Eur Rev Med Pharmacol Sci. 2006 Jul-Aug;10(4):163-71.
Familial Mediterranean fever (FMF) is characterized by recurrent self-limiting flares of fever in the absence of pathogens, autoantibodies or antigen specific T cells and is inherited as an autosomal recessive trait probably deriving from common ancestors of Armenian, Jew, Turk and Arab origin. The underlying pathogenetic mechanisms of FMF have not been fully interpreted, but mutations in the gene MEFV encoding pyrin, a natural repressor of proinflammatory molecules, result in uncontrolled relapsing systemic inflammation, increased leukocyte migration to serosal membranes or joints and inappropriate response to inflammatory stimuli. FMF heterogeneous phenotypic expression could originate both from allelic heterogeneity or from the existence of modulating genes. Proper diagnosis of FMF is needed to begin both specific clinical management and treatment based on continuous prophylactic administration of colchicine, preventing flares or at least the onset of amyloidosis.

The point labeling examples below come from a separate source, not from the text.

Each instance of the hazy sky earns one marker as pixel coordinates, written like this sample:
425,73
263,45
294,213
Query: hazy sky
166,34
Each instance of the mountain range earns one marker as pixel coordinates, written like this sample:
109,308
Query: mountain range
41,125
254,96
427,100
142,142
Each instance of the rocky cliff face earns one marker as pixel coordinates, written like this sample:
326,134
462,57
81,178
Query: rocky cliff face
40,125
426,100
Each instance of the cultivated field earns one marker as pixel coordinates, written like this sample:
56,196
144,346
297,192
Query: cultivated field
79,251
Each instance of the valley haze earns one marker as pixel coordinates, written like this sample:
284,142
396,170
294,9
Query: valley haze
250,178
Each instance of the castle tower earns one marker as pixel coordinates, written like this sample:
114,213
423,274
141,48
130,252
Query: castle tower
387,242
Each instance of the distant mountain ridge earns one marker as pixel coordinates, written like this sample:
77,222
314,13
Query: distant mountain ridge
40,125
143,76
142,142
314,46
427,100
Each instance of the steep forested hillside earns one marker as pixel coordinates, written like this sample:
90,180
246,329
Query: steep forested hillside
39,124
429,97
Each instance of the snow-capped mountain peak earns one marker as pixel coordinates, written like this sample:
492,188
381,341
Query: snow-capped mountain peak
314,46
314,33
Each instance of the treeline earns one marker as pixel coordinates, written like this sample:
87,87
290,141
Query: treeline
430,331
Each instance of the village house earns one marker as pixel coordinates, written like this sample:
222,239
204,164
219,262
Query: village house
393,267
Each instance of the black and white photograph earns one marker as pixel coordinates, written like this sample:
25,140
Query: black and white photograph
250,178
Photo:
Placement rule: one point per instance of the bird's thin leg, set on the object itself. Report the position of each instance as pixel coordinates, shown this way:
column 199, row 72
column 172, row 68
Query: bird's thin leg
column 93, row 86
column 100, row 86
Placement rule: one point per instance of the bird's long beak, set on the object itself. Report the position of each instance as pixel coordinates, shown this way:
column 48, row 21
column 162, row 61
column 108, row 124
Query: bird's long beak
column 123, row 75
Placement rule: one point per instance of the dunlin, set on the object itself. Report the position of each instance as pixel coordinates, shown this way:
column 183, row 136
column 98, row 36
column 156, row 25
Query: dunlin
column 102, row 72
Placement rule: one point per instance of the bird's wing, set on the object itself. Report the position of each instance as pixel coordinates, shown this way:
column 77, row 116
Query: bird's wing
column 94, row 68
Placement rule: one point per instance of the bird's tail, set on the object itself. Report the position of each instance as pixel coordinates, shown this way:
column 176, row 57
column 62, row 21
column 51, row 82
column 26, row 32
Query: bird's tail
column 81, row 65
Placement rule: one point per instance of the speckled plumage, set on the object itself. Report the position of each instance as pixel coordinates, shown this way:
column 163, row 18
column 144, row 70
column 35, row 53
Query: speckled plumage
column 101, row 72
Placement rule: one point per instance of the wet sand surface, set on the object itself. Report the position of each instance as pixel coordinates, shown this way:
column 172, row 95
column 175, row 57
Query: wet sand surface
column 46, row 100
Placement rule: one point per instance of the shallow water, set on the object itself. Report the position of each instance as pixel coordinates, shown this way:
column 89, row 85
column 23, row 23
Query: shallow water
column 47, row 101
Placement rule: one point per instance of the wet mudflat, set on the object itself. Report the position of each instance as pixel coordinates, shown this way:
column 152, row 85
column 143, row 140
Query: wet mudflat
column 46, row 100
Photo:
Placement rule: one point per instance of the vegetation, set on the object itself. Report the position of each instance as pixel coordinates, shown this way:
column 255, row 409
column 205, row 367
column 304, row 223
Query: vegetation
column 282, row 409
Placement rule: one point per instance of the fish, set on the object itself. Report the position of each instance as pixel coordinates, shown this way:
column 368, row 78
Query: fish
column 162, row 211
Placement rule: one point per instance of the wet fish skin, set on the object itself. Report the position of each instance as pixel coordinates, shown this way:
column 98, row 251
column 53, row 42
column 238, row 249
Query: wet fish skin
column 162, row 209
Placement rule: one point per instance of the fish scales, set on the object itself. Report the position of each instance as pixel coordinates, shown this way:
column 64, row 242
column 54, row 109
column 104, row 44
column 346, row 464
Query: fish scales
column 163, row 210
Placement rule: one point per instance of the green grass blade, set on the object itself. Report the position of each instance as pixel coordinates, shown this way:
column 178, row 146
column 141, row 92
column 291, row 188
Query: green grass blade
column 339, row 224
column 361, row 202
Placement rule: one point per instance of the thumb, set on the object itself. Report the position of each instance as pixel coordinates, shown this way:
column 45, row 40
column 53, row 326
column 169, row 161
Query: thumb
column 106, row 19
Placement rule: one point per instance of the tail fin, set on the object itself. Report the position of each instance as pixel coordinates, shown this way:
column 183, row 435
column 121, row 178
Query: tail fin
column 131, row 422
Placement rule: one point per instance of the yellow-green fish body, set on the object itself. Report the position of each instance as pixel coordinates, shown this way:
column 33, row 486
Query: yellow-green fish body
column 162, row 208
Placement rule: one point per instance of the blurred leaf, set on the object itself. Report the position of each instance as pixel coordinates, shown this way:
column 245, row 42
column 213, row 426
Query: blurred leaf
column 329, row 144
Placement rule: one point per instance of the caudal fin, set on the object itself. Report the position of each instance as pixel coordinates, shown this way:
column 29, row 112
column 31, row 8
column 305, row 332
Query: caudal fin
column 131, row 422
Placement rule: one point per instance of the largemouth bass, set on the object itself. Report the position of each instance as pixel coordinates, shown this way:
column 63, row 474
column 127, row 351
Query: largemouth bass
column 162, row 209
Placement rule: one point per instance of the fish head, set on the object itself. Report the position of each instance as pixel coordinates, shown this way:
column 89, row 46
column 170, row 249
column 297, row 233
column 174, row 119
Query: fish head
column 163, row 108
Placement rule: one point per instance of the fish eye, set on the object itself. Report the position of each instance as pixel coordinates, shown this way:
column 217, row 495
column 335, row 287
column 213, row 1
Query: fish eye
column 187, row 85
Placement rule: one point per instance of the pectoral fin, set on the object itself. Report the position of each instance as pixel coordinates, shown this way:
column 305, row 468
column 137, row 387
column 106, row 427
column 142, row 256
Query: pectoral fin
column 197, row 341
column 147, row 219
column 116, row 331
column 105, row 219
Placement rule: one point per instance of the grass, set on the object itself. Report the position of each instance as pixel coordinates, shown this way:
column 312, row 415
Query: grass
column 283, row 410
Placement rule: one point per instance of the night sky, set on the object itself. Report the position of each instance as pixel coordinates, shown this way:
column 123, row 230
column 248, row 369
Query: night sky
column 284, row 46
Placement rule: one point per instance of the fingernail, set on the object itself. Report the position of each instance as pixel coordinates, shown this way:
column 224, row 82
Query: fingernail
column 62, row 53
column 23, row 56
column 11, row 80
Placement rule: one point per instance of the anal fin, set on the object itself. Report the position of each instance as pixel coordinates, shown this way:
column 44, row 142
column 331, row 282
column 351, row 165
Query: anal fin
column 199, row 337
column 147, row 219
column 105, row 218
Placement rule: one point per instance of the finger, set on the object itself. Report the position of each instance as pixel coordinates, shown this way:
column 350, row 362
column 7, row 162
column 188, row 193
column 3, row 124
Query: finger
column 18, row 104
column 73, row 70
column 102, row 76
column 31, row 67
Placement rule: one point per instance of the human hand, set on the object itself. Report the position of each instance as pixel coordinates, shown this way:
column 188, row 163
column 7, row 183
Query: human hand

家族性地中海热(FMF)的特征是在没有病原体、自身抗体或抗原特异性T细胞的情况下反复出现自限性发热,它作为一种常染色体隐性性状遗传,可能源自亚美尼亚、犹太、土耳其和阿拉伯血统的共同祖先。FMF潜在的发病机制尚未完全阐明,但编码pyrin(一种促炎分子的天然抑制剂)的MEFV基因突变会导致不受控制的复发性全身炎症、白细胞向浆膜或关节迁移增加以及对炎症刺激的不适当反应。FMF的异质性表型表达可能源于等位基因异质性或调节基因的存在。需要对FMF进行正确诊断,以便基于连续预防性服用秋水仙碱开始具体的临床管理和治疗,预防发作或至少预防淀粉样变性的发生。